Introduction
Transformers are more than predictive engines: they are universal learners. Unlike traditional models that require explicit retraining through weight updates for every new task, transformers exhibit the capacity to learn dynamically in context. They adapt on the fly, performing translation, summarization, regression, or classification by processing examples directly in their input sequence. This perspective frames transformers not as static function approximators, but as architectures that implement in-context mappings: functions that depend simultaneously on a token and its surrounding context.
The research by Furuya, de Hoop, and Peyré (2024) places this capacity on firm mathematical ground. They prove that transformers are universal in-context learners: they can approximate any continuous in-context function with arbitrary precision. This universality holds even when the model’s embedding dimension and number of attention heads remain fixed, and it extends to settings with arbitrarily many, or even infinitely many, tokens.
A Measure-Theoretic View of Context
The key insight of the paper is that a context should not be seen as a fixed sequence of tokens, but as a distribution of information. Rather than working with discrete sets of symbols, the transformer processes the entire collection of examples as if they formed a probability distribution. This shift in perspective makes it possible to study transformers in both finite and infinite contexts, while preserving the continuity needed for universal approximation.
By reformulating attention mechanisms in this way, the authors provide a unifying mathematical framework. It shows that transformers do not operate on isolated tokens but on structured collections of contextual information, which allows them to generalize across vastly different input sizes and types.

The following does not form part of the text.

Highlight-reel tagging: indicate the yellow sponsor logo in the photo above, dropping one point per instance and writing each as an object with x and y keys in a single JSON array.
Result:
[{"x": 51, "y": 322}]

Unmasked Transformers and Universality
When transformers are not restricted by causal attention, as in vision transformers or bidirectional encoders, their universality is most transparent. The authors prove that such models can approximate any continuous mapping from a set of contextual examples to an output. Importantly, this capacity does not require scaling the embedding dimension or the number of attention heads indefinitely. Even with fixed architecture size, an unmasked transformer can represent arbitrarily complex relationships.
This result formalizes what practitioners already observe: unmasked transformers can adapt to a wide variety of tasks without retraining, learning directly from contextual cues. The authors also show that this property holds even when the number of tokens grows without bound, which means universality extends to settings such as large images or long documents.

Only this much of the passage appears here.